For instance, at a gross income of Rs 15 lakh, you need deductions of approximately Rs 4 lakh under the old regime for it to be more tax-efficient than the new one. For incomes above Rs 20 lakh, if your total deductions exceed approximately Rs 4.5 lakh, sticking with the old regime is the smarter choice, explains Agarwala,
Many salaried individuals automatically meet or exceed these thresholds without even realizing it. Yet, they may unknowingly choose the new tax regime simply because it’s now the default. It is important to understand that opting for the new regime means accepting lower tax rates without the option to claim deductions, ideal for those who have not big ticket deductions available such as home loans and HRA.
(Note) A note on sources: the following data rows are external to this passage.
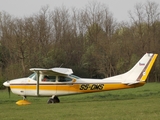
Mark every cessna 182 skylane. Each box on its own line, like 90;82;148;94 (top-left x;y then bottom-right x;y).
3;53;158;105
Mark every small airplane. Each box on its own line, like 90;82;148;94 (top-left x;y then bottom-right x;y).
3;53;158;105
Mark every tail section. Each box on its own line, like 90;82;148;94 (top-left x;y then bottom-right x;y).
106;53;158;85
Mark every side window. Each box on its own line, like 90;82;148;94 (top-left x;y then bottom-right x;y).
58;76;72;82
42;75;56;82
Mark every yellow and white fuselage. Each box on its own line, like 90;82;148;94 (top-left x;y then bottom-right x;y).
4;53;157;104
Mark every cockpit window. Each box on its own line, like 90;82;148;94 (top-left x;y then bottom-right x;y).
70;75;80;79
58;76;72;82
29;73;37;80
42;75;56;82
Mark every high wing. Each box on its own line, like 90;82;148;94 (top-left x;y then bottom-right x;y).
30;68;73;75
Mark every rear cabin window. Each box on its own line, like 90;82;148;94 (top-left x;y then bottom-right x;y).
42;75;56;82
58;76;72;82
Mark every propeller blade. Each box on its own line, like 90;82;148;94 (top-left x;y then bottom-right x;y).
8;87;11;98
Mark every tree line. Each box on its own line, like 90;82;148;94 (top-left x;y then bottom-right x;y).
0;1;160;88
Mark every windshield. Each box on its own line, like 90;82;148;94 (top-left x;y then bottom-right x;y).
29;73;37;80
69;75;80;79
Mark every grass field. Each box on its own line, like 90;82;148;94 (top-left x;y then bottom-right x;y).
0;83;160;120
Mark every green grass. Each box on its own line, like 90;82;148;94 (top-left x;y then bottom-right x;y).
0;83;160;120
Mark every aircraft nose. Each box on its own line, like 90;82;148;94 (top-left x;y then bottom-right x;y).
3;81;10;87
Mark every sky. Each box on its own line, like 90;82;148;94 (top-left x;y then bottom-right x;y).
0;0;160;21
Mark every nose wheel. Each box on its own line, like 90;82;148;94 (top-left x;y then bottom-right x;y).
47;96;60;104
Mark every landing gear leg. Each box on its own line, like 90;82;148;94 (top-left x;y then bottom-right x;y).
47;96;60;104
16;96;31;105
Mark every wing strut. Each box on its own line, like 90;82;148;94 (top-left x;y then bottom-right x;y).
36;71;39;96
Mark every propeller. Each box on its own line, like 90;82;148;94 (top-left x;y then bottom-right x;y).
3;81;11;98
7;87;11;98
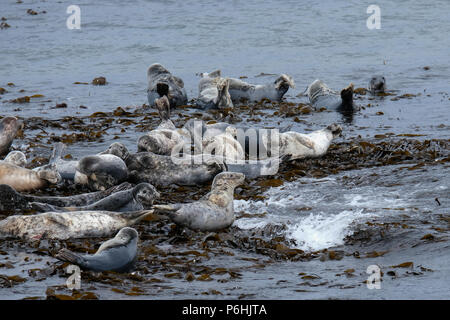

Tax reforms announced in a budget apply prospectively, not retrospectively. The tax rebate on income upto Rs 12 lakh only begins from April 1, 2025—meaning you willl benefit from it only when you file your ITR in 2026 for FY 2025–26.
So, what’s the right approach now? Start by reviewing all your tax-saving investments and expenses. Gather documentation and use a tax calculator or consult a tax advisor to compare your liability under both regimes for FY 2024–25. If you find the old regime leads to a lower tax bill, make sure to actively choose it while filing your return.
In short, don’t let the default setting choose for you. While the new tax regime might become more attractive starting next year, it’s not the right fit for everyone this year. For FY 2024–25, the old regime still has plenty of relevance—and financial advantages—if you have played your cards right. Check your deductions, compare your options, and file smart.